A 1995 CBS poll found that 79 percent of whites believed that Simpson was guilty compared to just 22 percent of African Americans. In the Los Angeles Times, journalist Sheryl Stolberg called Simpson’s acquittal “a moment of sweet triumph for all the anonymous black men in America who didn’t have money to buy a dream team of attorneys to fight a system that produces a racist cop like Mark Fuhrman—and does nothing to weed him out.”

Given this context, it’s unsurprising that responses to the O.J. Simpson question, while not an airtight proxy, would correlate closely with race, and could serve as an effective tool for excluding Black people from juries. The question now is whether the California Supreme Court will ignore that reality, elevating form over substance to say that the question is “race neutral,” or recognize that the question and others like it function as impermissible surrogates for racial bias.

When the O.J. Simpson question reached a Texas Court of Appeals in 2001, one dissenting justice put the issue this way: “We should not sanction skirting around Batson by condoning the peremptory strike of a member of a particular minority based solely on one answer to one question about which a vast majority of that minority have been demonstrated to agree.” Another dissenting justice lamented how “the State found a convenient way to strike African Americans,” and offered another reason the question is so problematic: “It is unfortunate,” he said, “that we ask African Americans to accept our system of justice as a fair and unbiased application of legal principles, then refuse them the opportunity to serve on a jury because they claim, in their minds, the system worked.”

But no matter how the court decides Miles’s case, it can only go so far toward eradicating racial discrimination from jury selection. Batson simply leaves too much room for prosecutors to come up with ostensibly race-neutral reasons for peremptory strikes that conceal unlawful bias. If it isn’t the O.J. Simpson question—or the Black Lives Matter question—it will be something else, something less obvious. Additional reforms are essential.
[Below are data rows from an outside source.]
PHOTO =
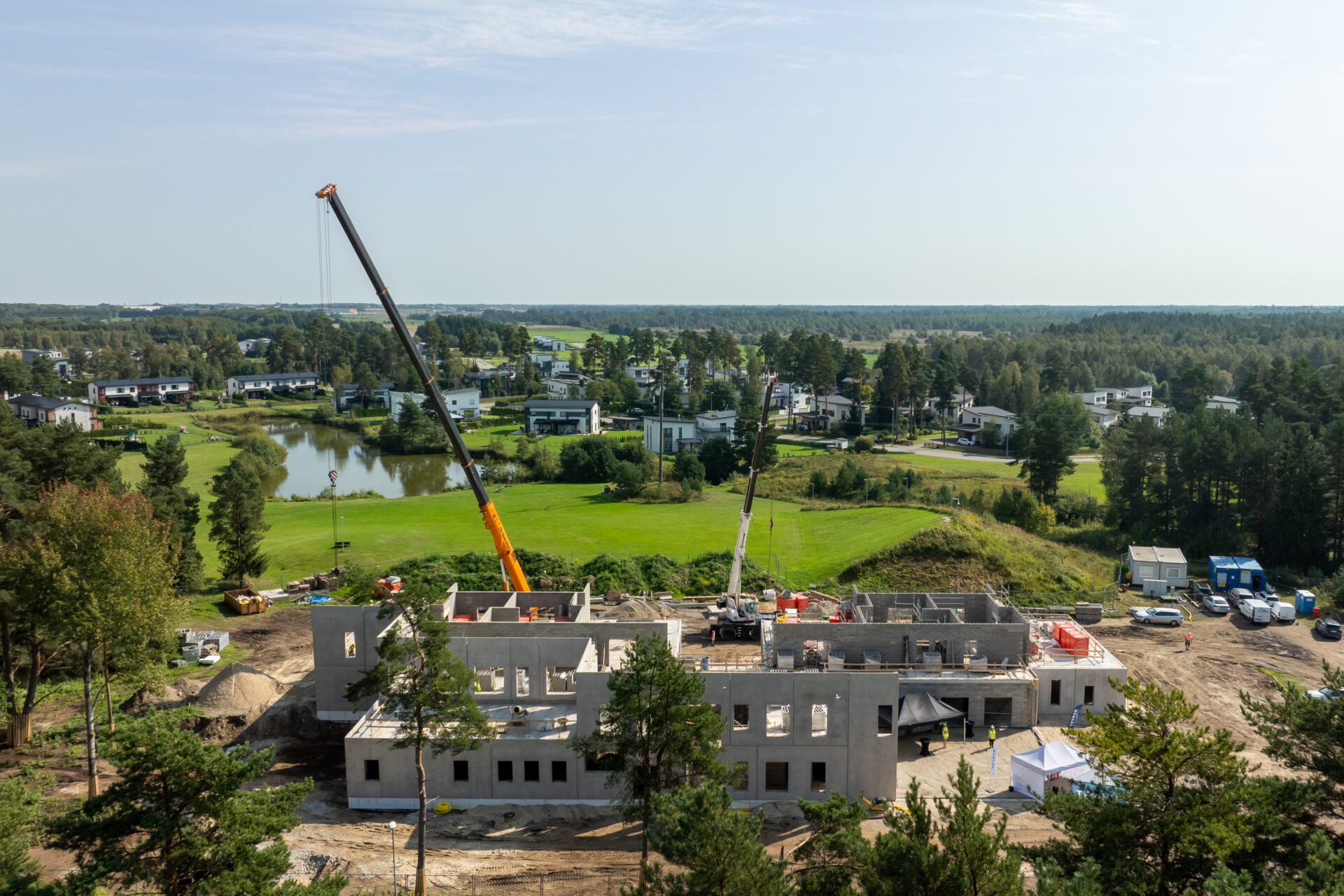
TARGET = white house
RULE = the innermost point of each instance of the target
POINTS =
(1156, 414)
(36, 410)
(977, 416)
(790, 397)
(58, 362)
(255, 384)
(562, 416)
(678, 434)
(464, 402)
(835, 407)
(168, 388)
(1158, 571)
(550, 343)
(715, 425)
(1102, 415)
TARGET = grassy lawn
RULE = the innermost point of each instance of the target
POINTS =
(569, 333)
(577, 519)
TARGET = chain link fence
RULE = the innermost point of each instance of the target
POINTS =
(552, 884)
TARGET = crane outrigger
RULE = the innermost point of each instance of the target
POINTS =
(508, 559)
(739, 617)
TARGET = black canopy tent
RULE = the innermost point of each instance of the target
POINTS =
(924, 713)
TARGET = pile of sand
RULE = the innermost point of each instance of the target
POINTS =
(238, 691)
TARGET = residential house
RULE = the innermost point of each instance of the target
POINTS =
(38, 410)
(678, 434)
(1156, 414)
(796, 727)
(566, 386)
(790, 398)
(464, 402)
(550, 365)
(257, 384)
(562, 416)
(715, 425)
(350, 397)
(1158, 571)
(166, 388)
(972, 421)
(58, 360)
(1102, 415)
(832, 409)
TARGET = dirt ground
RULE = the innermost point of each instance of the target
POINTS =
(499, 844)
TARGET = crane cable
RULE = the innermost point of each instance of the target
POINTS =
(324, 304)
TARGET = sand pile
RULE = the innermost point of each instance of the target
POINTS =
(238, 691)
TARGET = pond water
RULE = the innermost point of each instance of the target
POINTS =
(315, 449)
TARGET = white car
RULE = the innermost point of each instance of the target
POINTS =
(1160, 615)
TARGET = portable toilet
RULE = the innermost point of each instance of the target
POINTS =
(1224, 574)
(1304, 601)
(1253, 575)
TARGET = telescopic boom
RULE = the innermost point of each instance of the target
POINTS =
(739, 550)
(473, 477)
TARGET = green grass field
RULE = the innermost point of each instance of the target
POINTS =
(577, 519)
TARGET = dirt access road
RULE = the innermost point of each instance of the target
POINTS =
(503, 844)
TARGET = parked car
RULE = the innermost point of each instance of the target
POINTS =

One option is to fashion new rules that further constrain the use of peremptories. In 2018, the Washington Supreme Court adopted a new rule designed to ban peremptory strikes based on “implicit, institutional, and unconscious” racial and ethnic bias in addition to intentional discrimination. Under the rule, reasons for excluding jurors that are historically tied to racial bias and stereotypes—for example, the prospective juror lives in a high-crime neighborhood, or believes that police officers racially profile, or has close relationships with people who have been arrested—are presumed invalid. The California Supreme Court may explore a similar option with its California Jury Selection Work Group, announced in January, that will “study whether modifications or additional measures are needed to guard against impermissible discrimination in jury selection.”

These reforms are well intentioned, but the more elegant and effective solution might be what Justice Thurgood Marshall called for over 30 years ago in his Batson concurrence: eliminate peremptory strikes altogether. Marshall correctly predicted that Batson “will not end the racial discrimination that peremptories inject into the jury-selection process.” The “inherent potential of peremptory challenges to distort the jury process by permitting the exclusion of jurors on racial grounds,” he wrote, “should ideally lead the Court to ban them entirely from the criminal justice system.”